Entre os anos de 1988 a 2003, a Funai chegou a criar quatro grupos técnicos voltados à questão das terras dos xucurus karirirs, sem que nenhum relatório fosse sequer publicado. Somente em 2010, após a constituição do quinto grupo, foi publicado documento que reconhecia a existência da terra indígena Xucuru Kariri, por meio da Portaria do Ministério da Justiça nº 4.033/2010 – área de 6.927 hectares. Apesar do reconhecimento federal, nada de efetivo foi feito para a entrega definitiva da posse.
Dificuldades – José Godoy explica que, em decorrência da perda do contato com a terra tradicional, os índios enfrentam dificuldades em manter a sua forma de organização social. “Os xucurus kariris têm dificuldades de passar para as próximas gerações os seus costumes, suas línguas, suas crenças e tradições”, aponta.
Outro problema é a insegurança alimentar. De acordo com o Mapa da Fome entre os Povos Indígenas no Brasil (Instituto de Estudos Sócio-Econômicos e Universidade Federal do Rio de Janeiro), quase toda a população Xucuru Kariri passa fome em razão da insuficiência territorial e dos desmatamentos.
A falta de terras gera também o faccionismo interno.

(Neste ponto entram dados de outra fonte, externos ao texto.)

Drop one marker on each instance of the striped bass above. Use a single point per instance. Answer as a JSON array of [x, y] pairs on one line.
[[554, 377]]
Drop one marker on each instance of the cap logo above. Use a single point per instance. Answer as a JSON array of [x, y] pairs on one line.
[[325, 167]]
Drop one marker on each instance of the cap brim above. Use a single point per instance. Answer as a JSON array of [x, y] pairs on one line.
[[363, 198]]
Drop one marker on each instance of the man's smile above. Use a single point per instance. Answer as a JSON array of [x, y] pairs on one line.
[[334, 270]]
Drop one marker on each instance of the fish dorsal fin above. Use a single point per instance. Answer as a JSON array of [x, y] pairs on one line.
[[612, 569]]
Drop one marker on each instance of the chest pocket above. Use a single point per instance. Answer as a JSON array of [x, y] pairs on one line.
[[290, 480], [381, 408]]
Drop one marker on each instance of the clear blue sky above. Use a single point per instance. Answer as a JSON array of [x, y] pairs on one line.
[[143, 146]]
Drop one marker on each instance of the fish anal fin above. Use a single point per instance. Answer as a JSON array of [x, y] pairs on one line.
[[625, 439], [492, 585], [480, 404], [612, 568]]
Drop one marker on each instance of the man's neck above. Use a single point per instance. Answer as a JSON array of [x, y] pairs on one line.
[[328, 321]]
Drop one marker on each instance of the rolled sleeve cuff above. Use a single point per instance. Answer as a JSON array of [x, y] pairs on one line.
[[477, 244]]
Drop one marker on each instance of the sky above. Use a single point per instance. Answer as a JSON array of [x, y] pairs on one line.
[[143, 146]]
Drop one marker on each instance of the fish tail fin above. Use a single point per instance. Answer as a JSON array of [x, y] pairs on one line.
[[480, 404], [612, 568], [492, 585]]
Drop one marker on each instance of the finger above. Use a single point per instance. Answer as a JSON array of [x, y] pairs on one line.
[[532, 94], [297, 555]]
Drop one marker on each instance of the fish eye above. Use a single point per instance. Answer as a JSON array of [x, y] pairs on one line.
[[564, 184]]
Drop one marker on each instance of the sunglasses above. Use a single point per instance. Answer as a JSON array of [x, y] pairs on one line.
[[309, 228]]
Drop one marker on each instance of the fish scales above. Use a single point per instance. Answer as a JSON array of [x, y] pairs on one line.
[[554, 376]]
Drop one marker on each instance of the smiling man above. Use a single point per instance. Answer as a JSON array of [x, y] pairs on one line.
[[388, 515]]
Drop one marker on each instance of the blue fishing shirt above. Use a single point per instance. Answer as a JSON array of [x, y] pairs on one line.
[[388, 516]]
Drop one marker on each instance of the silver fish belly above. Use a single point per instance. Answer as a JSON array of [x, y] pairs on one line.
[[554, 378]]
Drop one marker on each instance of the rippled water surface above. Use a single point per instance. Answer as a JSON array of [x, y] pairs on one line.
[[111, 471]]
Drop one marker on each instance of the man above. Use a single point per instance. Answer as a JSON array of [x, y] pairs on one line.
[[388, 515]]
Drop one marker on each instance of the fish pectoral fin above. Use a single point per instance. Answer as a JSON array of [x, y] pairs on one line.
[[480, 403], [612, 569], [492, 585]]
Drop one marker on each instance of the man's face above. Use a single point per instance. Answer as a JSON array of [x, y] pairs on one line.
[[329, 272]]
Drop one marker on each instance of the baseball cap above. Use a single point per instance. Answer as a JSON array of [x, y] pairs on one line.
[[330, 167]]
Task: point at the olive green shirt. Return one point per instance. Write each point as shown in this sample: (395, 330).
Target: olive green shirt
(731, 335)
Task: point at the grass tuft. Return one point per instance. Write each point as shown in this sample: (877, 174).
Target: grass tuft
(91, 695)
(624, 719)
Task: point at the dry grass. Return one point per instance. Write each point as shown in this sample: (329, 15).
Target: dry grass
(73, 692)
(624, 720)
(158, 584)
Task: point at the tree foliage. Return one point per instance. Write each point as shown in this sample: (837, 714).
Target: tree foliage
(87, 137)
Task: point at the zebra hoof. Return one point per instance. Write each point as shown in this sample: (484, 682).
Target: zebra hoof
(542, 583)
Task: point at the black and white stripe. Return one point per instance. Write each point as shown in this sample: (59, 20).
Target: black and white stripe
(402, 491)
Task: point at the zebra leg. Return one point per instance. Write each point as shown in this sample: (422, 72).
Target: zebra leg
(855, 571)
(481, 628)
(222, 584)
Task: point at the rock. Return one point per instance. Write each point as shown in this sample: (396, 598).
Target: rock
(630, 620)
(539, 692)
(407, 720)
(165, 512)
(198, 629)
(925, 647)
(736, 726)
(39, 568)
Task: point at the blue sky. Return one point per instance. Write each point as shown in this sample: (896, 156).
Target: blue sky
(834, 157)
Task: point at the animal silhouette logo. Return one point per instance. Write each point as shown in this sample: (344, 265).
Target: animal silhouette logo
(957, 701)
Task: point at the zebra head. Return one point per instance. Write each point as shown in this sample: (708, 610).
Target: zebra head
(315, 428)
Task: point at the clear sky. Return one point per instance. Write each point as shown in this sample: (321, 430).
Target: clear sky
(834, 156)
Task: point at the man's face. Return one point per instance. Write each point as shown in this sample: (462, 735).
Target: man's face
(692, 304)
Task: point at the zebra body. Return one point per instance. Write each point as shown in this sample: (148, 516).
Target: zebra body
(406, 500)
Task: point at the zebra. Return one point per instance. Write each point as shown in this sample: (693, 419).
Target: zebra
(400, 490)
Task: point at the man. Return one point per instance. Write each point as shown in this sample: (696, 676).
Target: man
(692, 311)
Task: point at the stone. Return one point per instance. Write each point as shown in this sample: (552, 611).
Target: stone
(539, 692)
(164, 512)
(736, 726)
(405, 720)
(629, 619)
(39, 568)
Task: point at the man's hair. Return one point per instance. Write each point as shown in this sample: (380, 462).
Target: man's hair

Segundo o antropólogo Ivan Farias, houve o esfacelamento do grupo étnico em diversas aldeias independentes entre si. “O conflito sociocultural entre famílias indígenas Xucuru Kariri culminou em uma dezena de mortes nos últimos vinte anos”, afirma Ivan Farias.
Essa violência fica caracterizada pelo depoimento, registrado em 2009, da xucuru kariri Antônia Urbano Ramos dos Santos, mãe de dois filhos ameaçados e de um terceiro assassinado. Ela declarou que “a família não pode frequentar a escola, sair para trabalhar, visitar seus familiares, ir ao posto de saúde, não pode sequer sair de casa… Vive sofrendo ameaças e teme perder o resto de sua família”. Na ocasião, Antônia recorreu ao MPF, em Arapiraca, para solicitar a intervenção do órgão para a aquisição de uma gleba de terra.
Cálculo da indenização – O procurador tomou como base a extensão da área já reconhecida pela União e Funai como pertencente aos xucurus karirs, ou seja, 6.927 hectares diminuída a parte de terra já entregue (1.315 hectares), totalizando 5.612 hectares. Esse número foi multiplicado pelo período de atraso (19 anos), chegando-se ao resultado de 106.628. Esse número foi multiplicado ainda pelo valor do arrendamento por um ano de um hectare de terra na região (R$ 1 mil). O valor passou então a ser de R$ 106 milhões e 628 mil.
Quanto aos danos morais coletivos, foi definido o valor de um milhão de reais por ano de mora, totalizando o total de R$ 19 milhões. De acordo com a ação, tais valores devem ser revertidos à comunidade indígena Xucuru Kariri, por meio de repasse ao conselho tribal da comunidade.
Liminar – Em sede de tutela antecipada, o MPF/AL requer que seja determinado à União e à Funai que concluam imediatamente a demarcação das terras indígenas Xucuru Kariri, nos seguintes prazos: 30 dias para a conclusão da demarcação física; 60 dias para a conclusão das avaliações de benfeitorias existentes em todos os imóveis incidentes na área; e seis meses para concessão da posse definitiva aos índios.
No caso do descumprimento dos prazos, foi previsto pelo representante do MPF a multa diária de R$ 10 mil reais, revertendo-se em favor do grupo indígena, valor a ser administrado pelo conselho tribal da comunidade.